Il est d’abord philosophe à la manière d’Hippocrate et de ses successeurs, médicalement, si je puis ainsi parler. Il s’inspire de la philosophie et de ses plus illustres représentants, pour donner à la médecine sa logique, sa morale et sa physique. Mais ce n’est pas tout. Il est également philosophe en philosophe, c’est-à-dire d’une manière désintéressé. Il aime la philosophie pour elle-même ; il la cultive pour elle-même et n’estime pas qu’on puisse être médecin excellent si l’on n’est premièrement philosophe. Il développe même cette proposition en un petit traité, auquel elle sert de titre[2], montrant tour à tour que la logique philosophique, que la morale philosophique, que la physique philosophique sont nécessaires au médecin digne de ce nom.

Dans ses innombrables ouvrages, il est une multitude de traités, perdus ou subsistants, qui se rapportent à ce double point de vue de la philosophie médicale et de la philosophie philosophique.

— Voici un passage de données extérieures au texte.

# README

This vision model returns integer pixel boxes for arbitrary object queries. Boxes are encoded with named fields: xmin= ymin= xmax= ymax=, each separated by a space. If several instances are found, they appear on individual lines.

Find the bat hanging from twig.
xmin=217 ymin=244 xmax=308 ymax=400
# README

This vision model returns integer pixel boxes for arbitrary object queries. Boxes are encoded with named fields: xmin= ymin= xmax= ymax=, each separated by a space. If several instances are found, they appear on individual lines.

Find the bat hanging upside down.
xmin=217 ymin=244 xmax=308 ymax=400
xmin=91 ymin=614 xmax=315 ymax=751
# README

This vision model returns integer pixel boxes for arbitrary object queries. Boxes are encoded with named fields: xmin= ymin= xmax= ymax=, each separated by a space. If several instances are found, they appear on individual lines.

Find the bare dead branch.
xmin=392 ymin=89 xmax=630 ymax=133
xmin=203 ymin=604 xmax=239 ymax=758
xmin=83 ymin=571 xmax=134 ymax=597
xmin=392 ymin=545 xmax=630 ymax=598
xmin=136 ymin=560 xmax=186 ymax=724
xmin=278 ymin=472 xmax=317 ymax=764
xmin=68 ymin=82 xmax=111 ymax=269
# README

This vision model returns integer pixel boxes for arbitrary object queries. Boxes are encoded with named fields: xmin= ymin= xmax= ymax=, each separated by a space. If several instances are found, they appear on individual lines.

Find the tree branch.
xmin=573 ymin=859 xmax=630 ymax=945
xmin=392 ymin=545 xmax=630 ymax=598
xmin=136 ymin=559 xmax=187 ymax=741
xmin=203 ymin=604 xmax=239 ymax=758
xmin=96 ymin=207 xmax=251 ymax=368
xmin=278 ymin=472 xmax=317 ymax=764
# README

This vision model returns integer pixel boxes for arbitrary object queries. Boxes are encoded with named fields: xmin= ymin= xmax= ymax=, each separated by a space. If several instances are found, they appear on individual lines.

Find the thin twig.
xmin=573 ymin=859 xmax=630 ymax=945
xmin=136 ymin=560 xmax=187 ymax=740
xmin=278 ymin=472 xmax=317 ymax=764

Il avait tourné et retourné en tout sens, discuté, développé de toutes manières les questions qui intéressent la méthode de la médecine dans vingt traités différents : les traités historiques contre les empiriques et les méthodiques[3], consacrés à la réfutation des fausses méthodes médicales ; le traité Des sectes aux étudiants et celui De la

  1. Galien dit lui-même qu’il faisait profession de choisir dans chacun ce qu’il avait de meilleur (De mes propres écrits, ch. 1).
  2. Ὅτι ἄριστος ἰατρὸς καὶ φιλόσοφος
  3. Voir De mes propres écrits, ch. 9, 10.